Tree after deletion:
13 / \ 7 18 / \ / \ 3 8 14 19
Time Complexity (HTML Table)
| Operation | Best / Balanced (h ≈ log n) | Average (random keys) | Worst (skewed) | Notes |
|---|---|---|---|---|
| Search | O(log n) | O(log n) | O(n) | Follows one root-to-leaf path; cost = Θ(h) |
| Insert | O(log n) | O(log n) | O(n) | Inserts at a leaf position |
| Delete | O(log n) | O(log n) | O(n) | Successor/predecessor step is O(h) |
| Min / Max | O(1) to O(log n) | O(log n) | O(n) | Walk extreme left/right |
| Traversal (in-order) | O(n) | Visits every node exactly once | ||
| Space | O(n) for nodes; O(h) extra for recursion | Iterative variants reduce extra space to O(1) | ||
Advantages & Disadvantages
(Derived from common web references and practice.)
Advantages
- Fast ordered operations: Search/insert/delete are O(log n) on balanced trees; in-order traversal returns a sorted sequence directly.
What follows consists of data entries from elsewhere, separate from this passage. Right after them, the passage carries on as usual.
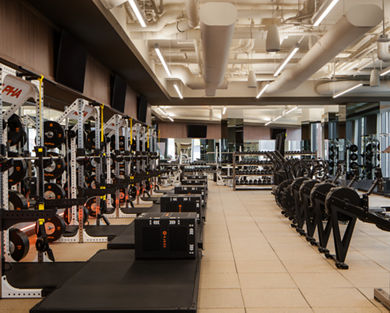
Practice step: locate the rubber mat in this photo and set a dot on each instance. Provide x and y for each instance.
(46, 275)
(113, 281)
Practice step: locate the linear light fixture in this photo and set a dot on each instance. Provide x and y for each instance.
(262, 91)
(385, 71)
(178, 91)
(162, 60)
(291, 110)
(323, 11)
(347, 90)
(137, 12)
(285, 62)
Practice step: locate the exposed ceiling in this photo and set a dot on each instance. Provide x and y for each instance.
(184, 36)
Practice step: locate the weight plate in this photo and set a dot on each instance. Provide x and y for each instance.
(16, 133)
(18, 171)
(344, 194)
(53, 191)
(354, 165)
(90, 142)
(353, 148)
(19, 244)
(53, 134)
(17, 201)
(54, 226)
(91, 206)
(320, 191)
(353, 157)
(55, 167)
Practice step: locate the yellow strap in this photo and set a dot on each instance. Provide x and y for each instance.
(40, 106)
(101, 123)
(147, 138)
(131, 131)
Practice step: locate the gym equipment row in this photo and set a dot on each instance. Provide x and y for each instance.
(161, 273)
(251, 164)
(79, 167)
(318, 203)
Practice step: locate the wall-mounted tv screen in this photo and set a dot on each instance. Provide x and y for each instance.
(196, 131)
(118, 93)
(70, 62)
(142, 108)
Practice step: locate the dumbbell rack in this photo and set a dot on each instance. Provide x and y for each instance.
(237, 165)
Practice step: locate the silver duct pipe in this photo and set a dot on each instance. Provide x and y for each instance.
(192, 13)
(354, 24)
(190, 80)
(333, 87)
(217, 22)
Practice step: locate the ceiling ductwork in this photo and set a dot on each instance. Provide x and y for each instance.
(383, 49)
(190, 80)
(352, 26)
(192, 12)
(334, 87)
(217, 20)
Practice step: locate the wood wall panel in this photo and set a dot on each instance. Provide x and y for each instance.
(97, 81)
(131, 103)
(25, 39)
(179, 130)
(256, 133)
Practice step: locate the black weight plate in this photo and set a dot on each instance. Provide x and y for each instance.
(68, 217)
(344, 194)
(16, 133)
(54, 135)
(353, 157)
(90, 142)
(353, 148)
(18, 171)
(306, 187)
(19, 244)
(53, 191)
(54, 226)
(320, 190)
(17, 201)
(91, 206)
(354, 165)
(55, 167)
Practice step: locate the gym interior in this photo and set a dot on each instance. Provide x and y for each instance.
(186, 156)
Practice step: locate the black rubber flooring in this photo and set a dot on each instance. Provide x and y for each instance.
(46, 275)
(113, 281)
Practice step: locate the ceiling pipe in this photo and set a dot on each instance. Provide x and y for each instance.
(217, 22)
(110, 4)
(354, 24)
(333, 87)
(192, 13)
(190, 80)
(383, 49)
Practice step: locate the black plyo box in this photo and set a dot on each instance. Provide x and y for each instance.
(182, 203)
(166, 236)
(192, 176)
(192, 189)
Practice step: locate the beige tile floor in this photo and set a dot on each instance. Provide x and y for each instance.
(254, 262)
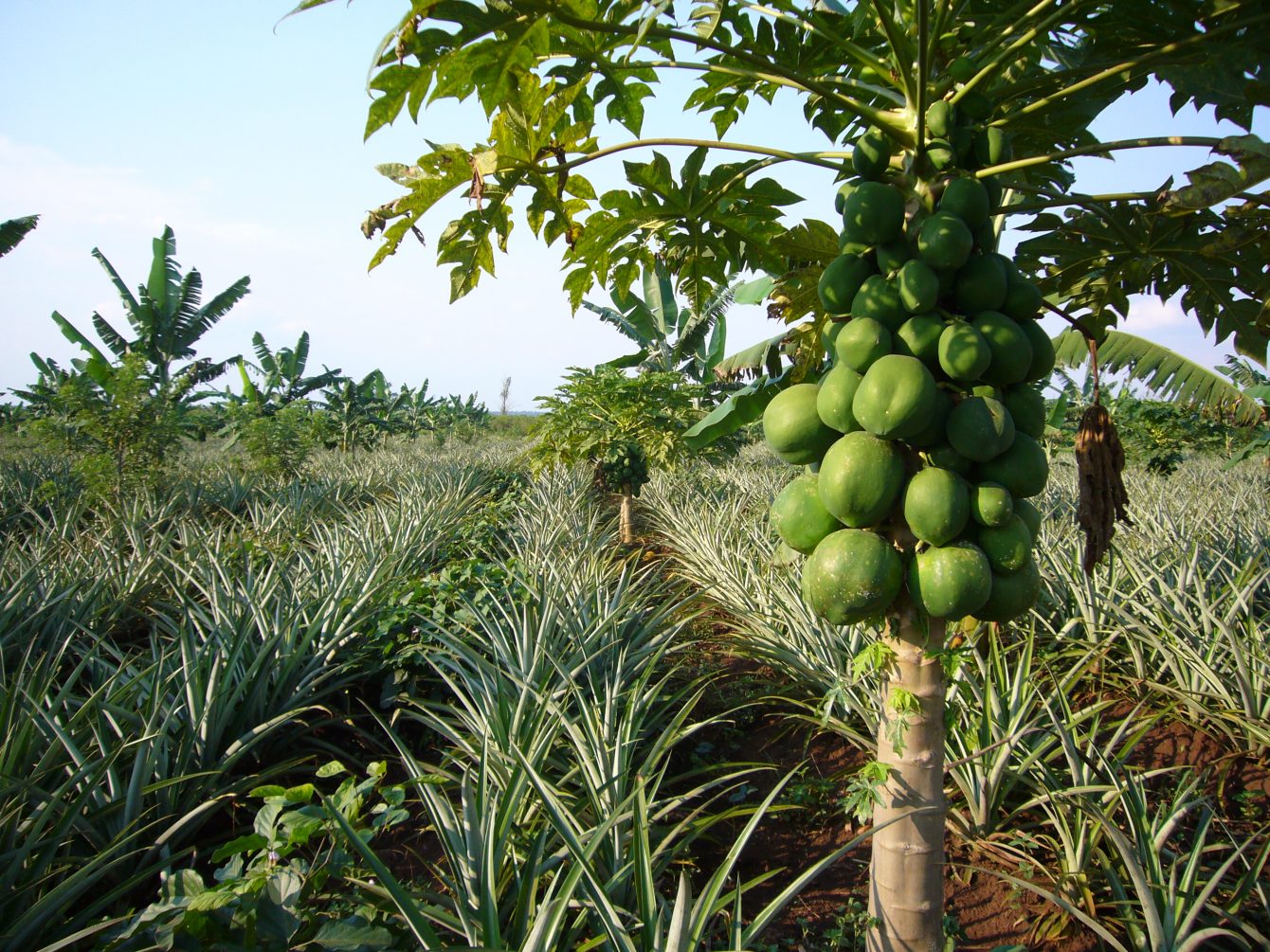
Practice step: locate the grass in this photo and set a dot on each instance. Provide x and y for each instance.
(548, 705)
- No shifting in memory: Unlike arrays, insertions/deletions do not require shifting elements; only pointer changes.
- Supports order queries: min/max, predecessor/successor, range queries, k-th element with augmentations (e.g., subtree sizes).
- Foundation for self-balancing trees: AVL, Red-Black Trees provide worst-case guarantees by maintaining BST structure with extra invariants.
Disadvantages
- Shape-sensitive performance: Without balancing, adversarial insert order (e.g., sorted keys) degrades to O(n) like a linked list.
- Pointer overhead: Extra memory for left/right pointers; typically less cache-friendly than arrays.
- Duplicates handling: Requires a policy (ignore, count, or side-placement); incorrect handling can violate invariants.
- Implementation complexity for robustness: Correct deletion logic and edge cases (two children) are subtle; self-balancing variants are more complex.
Applications
- Symbol tables and dictionaries: Maintain a dynamic set of key-value pairs with ordered iteration.
- Range queries: Retrieve all keys within [L, R] efficiently via guided traversal.
- Auto-complete and spell-check (as a component): Order-aware lookups and prefix ranges over keys.
- Indexing concepts: While production databases favor B/B+ trees for disk locality, BSTs model core indexing ideas in memory.
- Event simulation and schedulers: Use ordered sets to pick the next event by time-stamp.
- Tree sort: Insert all items into a BST and perform in-order traversal to output sorted order.
- Building blocks: Basis for AVL, Red-Black Trees, Treaps, Order-Statistic Trees.
Conclusion
Binary Search Trees provide a clean, recursive structure for maintaining ordered data with efficient search, insert, and delete operations tied to tree height. They are easy to reason about, enable rich ordered queries, and serve as the conceptual backbone for self-balancing trees that guarantee O(log n) performance. For robust performance in practice, prefer self-balancing variants; for learning and many in-memory tasks on modest inputs, a well-implemented BST is simple and effective.